SubhanAllah, Prophet Muhammad (Peace be Upon Him) must have held multiple free "classes" every DAY for large and small groups of people from the moment the Quran was revealed to him until the time of his death. Allah only knows, but I don't think our Messenger charged people money...and we all know how little our Prophet (Peace Be Upon Him) owned and how selfless he was. And there are Imams and scholars who place A LOT out on social media for free: Nouman Ali Khan, Khalid Latif, Navaid Aziz, Yasir Qadhi, and Hamza Yusuf to name a few. This free material does seem to balance out other endeavours in which they do charge money. They are balancing how they make a living and how they are working for the sake of Allah. I wish more Muslim figures and educators would do the same. The bonus for these aforementioned names is they don't outwardly market their programs or speeches heavily...the quality of what they are producing speaks for itself. There's also a non-celebrity like humble demeanour about them. Again, I don't know these educators/scholars myself, so I could be wrong. I'm just going off the impression I receive from their online presence.

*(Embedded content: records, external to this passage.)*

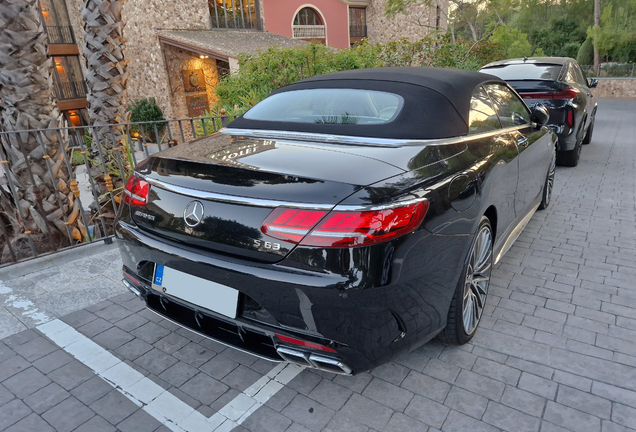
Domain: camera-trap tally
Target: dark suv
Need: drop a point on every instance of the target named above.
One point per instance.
(560, 85)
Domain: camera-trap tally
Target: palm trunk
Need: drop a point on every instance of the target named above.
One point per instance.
(27, 102)
(106, 74)
(597, 24)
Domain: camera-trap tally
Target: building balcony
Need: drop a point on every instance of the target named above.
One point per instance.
(60, 34)
(308, 32)
(358, 31)
(65, 90)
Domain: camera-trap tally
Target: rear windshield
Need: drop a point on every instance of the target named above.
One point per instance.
(526, 71)
(329, 106)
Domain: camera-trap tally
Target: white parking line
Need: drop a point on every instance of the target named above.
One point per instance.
(175, 414)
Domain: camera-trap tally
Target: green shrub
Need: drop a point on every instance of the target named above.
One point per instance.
(146, 110)
(77, 158)
(585, 55)
(570, 50)
(261, 74)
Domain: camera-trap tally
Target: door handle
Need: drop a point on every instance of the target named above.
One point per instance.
(522, 141)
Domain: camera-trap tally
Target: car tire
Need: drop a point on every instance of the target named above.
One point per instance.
(470, 295)
(546, 197)
(570, 158)
(588, 135)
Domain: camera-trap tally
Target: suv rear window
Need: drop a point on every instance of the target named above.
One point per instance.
(525, 71)
(329, 106)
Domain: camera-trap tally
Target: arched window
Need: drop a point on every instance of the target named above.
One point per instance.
(308, 24)
(307, 16)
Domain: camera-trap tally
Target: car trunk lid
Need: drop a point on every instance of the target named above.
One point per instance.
(238, 181)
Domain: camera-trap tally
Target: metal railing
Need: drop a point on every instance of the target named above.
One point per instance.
(60, 34)
(99, 159)
(358, 31)
(308, 32)
(65, 90)
(610, 70)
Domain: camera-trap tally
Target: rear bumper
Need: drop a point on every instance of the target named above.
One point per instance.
(359, 312)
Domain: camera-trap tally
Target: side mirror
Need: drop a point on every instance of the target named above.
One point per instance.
(540, 115)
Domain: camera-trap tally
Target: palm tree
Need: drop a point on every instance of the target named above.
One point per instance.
(106, 74)
(27, 102)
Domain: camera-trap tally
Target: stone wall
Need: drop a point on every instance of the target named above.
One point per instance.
(608, 87)
(141, 18)
(178, 60)
(148, 77)
(416, 24)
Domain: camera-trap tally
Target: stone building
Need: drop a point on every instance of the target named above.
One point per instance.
(179, 49)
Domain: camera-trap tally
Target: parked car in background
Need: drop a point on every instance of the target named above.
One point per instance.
(560, 85)
(343, 220)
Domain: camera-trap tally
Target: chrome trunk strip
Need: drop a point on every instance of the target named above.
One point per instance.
(232, 199)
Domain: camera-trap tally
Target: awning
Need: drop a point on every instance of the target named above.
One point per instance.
(225, 45)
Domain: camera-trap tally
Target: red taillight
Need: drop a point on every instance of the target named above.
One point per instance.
(304, 343)
(561, 94)
(343, 228)
(136, 192)
(565, 94)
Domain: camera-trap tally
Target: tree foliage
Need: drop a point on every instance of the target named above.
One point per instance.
(259, 75)
(514, 42)
(554, 27)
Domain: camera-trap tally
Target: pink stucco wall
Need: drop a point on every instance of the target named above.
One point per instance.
(279, 15)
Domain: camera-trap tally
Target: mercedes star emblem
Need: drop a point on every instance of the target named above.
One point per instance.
(193, 214)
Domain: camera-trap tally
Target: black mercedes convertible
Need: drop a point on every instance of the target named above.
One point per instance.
(345, 219)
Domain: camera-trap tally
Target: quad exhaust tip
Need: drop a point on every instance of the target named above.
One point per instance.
(302, 358)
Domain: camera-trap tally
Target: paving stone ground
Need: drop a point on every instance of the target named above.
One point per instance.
(555, 352)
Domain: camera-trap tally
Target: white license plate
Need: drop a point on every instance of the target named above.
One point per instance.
(201, 292)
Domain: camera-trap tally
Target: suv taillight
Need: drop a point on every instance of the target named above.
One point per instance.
(136, 192)
(343, 228)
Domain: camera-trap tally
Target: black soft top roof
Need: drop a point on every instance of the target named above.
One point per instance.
(436, 102)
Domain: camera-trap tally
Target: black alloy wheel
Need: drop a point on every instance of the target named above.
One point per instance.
(549, 184)
(469, 300)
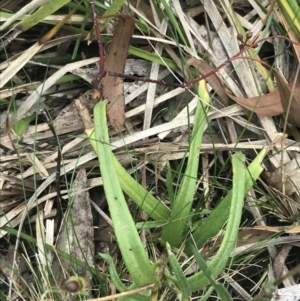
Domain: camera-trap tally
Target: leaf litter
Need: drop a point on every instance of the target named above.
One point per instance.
(172, 144)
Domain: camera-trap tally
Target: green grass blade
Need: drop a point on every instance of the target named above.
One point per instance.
(219, 288)
(41, 14)
(179, 275)
(141, 196)
(210, 226)
(129, 242)
(182, 205)
(199, 280)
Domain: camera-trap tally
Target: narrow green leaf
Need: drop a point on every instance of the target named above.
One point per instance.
(183, 202)
(21, 125)
(199, 280)
(129, 242)
(113, 273)
(179, 275)
(210, 226)
(41, 14)
(220, 289)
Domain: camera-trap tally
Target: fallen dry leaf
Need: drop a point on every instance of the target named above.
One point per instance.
(115, 60)
(291, 177)
(285, 91)
(287, 229)
(266, 105)
(203, 68)
(76, 236)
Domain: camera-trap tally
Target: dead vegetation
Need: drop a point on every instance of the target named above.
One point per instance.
(254, 102)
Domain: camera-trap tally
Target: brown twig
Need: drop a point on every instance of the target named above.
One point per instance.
(58, 165)
(97, 81)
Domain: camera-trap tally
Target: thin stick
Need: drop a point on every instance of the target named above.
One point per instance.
(58, 160)
(97, 81)
(245, 48)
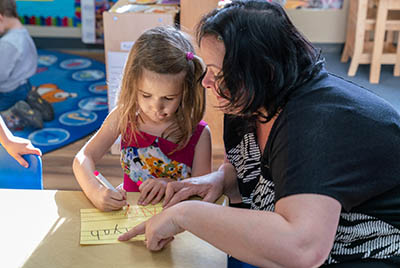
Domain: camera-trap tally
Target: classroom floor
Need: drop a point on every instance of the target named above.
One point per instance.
(57, 165)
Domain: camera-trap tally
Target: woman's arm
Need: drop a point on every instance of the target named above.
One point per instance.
(300, 233)
(84, 166)
(209, 187)
(202, 160)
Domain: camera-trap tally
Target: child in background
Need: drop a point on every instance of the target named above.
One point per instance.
(19, 105)
(158, 115)
(16, 146)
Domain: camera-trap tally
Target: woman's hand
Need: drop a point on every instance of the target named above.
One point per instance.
(159, 230)
(17, 147)
(209, 187)
(107, 200)
(152, 190)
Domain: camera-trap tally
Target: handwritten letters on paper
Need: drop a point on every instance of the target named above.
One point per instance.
(99, 227)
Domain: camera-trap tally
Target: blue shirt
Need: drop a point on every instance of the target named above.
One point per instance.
(18, 59)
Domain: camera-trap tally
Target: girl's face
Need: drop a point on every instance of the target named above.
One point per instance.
(159, 96)
(213, 52)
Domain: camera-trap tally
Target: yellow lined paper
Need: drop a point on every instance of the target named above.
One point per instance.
(99, 227)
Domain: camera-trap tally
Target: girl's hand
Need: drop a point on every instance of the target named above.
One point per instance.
(209, 187)
(108, 200)
(159, 230)
(17, 147)
(152, 190)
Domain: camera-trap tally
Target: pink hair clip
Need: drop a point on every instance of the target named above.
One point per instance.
(189, 55)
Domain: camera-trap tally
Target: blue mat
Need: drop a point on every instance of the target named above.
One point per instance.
(76, 88)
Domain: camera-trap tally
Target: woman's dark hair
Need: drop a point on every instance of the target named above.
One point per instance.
(266, 58)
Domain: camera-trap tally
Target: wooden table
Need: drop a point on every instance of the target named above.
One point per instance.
(41, 228)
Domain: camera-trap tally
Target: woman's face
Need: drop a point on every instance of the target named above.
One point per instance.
(212, 51)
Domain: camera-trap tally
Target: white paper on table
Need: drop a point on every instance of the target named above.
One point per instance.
(115, 67)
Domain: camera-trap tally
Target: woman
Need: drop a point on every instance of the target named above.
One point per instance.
(314, 158)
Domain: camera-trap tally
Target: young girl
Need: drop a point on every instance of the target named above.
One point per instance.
(158, 116)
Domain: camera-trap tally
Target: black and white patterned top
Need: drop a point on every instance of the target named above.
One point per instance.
(324, 148)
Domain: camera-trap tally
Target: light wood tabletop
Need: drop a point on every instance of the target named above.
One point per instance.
(41, 228)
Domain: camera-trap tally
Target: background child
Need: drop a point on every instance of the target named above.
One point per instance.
(20, 105)
(16, 146)
(158, 116)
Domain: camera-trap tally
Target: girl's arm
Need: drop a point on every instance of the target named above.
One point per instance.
(300, 233)
(16, 146)
(84, 166)
(202, 160)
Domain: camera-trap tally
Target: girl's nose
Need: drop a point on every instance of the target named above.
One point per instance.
(208, 80)
(158, 105)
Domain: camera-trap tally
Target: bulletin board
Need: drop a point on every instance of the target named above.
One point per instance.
(307, 4)
(63, 13)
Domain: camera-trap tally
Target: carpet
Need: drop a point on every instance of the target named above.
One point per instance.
(76, 88)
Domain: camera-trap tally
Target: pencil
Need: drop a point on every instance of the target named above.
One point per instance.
(104, 181)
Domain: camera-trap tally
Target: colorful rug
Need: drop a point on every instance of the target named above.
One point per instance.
(76, 88)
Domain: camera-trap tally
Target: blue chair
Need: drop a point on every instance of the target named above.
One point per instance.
(15, 176)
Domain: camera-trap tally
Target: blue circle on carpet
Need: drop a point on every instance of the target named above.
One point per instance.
(75, 64)
(78, 118)
(49, 136)
(99, 88)
(88, 75)
(47, 60)
(93, 103)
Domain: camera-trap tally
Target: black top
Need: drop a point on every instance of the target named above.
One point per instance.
(332, 138)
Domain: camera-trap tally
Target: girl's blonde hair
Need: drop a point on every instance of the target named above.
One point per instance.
(163, 50)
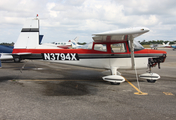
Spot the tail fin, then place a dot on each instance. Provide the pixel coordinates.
(29, 36)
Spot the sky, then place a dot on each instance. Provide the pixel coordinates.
(63, 20)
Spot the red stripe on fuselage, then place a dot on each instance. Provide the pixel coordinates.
(82, 51)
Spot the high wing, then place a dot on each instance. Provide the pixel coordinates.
(119, 35)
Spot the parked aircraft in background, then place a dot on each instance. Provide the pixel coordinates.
(6, 52)
(155, 46)
(113, 50)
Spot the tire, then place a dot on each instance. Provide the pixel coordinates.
(151, 81)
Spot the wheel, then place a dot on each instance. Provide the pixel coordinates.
(114, 83)
(151, 81)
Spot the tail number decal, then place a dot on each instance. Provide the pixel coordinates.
(60, 56)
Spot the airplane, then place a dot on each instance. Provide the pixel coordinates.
(5, 52)
(66, 45)
(112, 50)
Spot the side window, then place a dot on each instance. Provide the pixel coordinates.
(100, 47)
(118, 48)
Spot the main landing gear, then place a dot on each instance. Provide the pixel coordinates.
(114, 79)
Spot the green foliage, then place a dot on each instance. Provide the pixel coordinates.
(144, 42)
(7, 44)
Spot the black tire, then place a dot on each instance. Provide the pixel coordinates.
(114, 83)
(151, 81)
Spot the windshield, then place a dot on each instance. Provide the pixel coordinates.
(137, 45)
(87, 46)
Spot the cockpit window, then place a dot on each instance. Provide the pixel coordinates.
(87, 46)
(118, 48)
(137, 45)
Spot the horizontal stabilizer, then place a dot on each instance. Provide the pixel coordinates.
(119, 35)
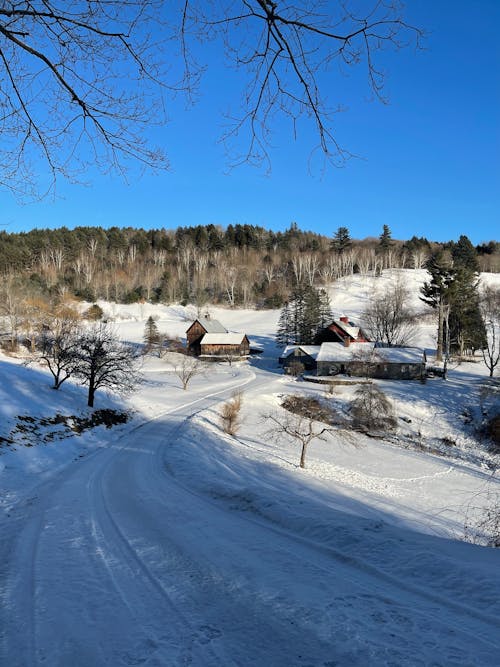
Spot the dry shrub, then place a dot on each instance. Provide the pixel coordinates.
(230, 414)
(295, 368)
(307, 406)
(494, 432)
(372, 410)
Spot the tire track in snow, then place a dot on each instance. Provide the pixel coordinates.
(380, 577)
(133, 573)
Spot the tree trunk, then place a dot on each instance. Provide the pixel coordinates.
(439, 351)
(303, 455)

While I know that in the 21st Century we have to make a living, why the use of fancy acronyms, flashy program names, long trailers, and two-weekend costly seminars that could be condensed into one for a lower price? Do we need to make Islam sparkly and appealing? Perhaps for some we do, or perhaps they are trying to earn our money and need to market. And can we really place a price tag on Islamic knowledge? Why not opt for optional donations, such as what Seekers Guidance does? Their courses are all mostly free, but if you'd like to donate, then you can. Also, stop making me click through 5 links and sign up for your newsletter, only to spin me around and confuse me so I lose sight of that FREE downloadable PDF something you promised I could get for free and benefit from.


And Allah knows best.

Note: for more information on how to determine where to give your zakat to, check out Imam Khalid Latif's blog at the following link: http://www.huffingtonpost.com/imam-khalid-latif/ramadan-reflection-day-17_b_3653952.html

May Allah guide us all and accept our zakat, InshAllah.


  1. You shouldn't be bashing a sheikh who is done so much for ummah.
    I agree with the higher course cost
    Also keep in mind, almaghrib has benefitted over 60,000 students worldwide

    1. Thanks for your comment. Bashing is a subjective term. I like to provoke others to critically think about what's before them rather than blindly accept it because someone well known is asking for something. And yes, they have benefitted many students and done great things for Muslims around the world, I don't doubt that. They're just not everyone's cup of tea and Alhamdilillah, thanks to the internet and print books, there are many ways to gain information rather than from one source.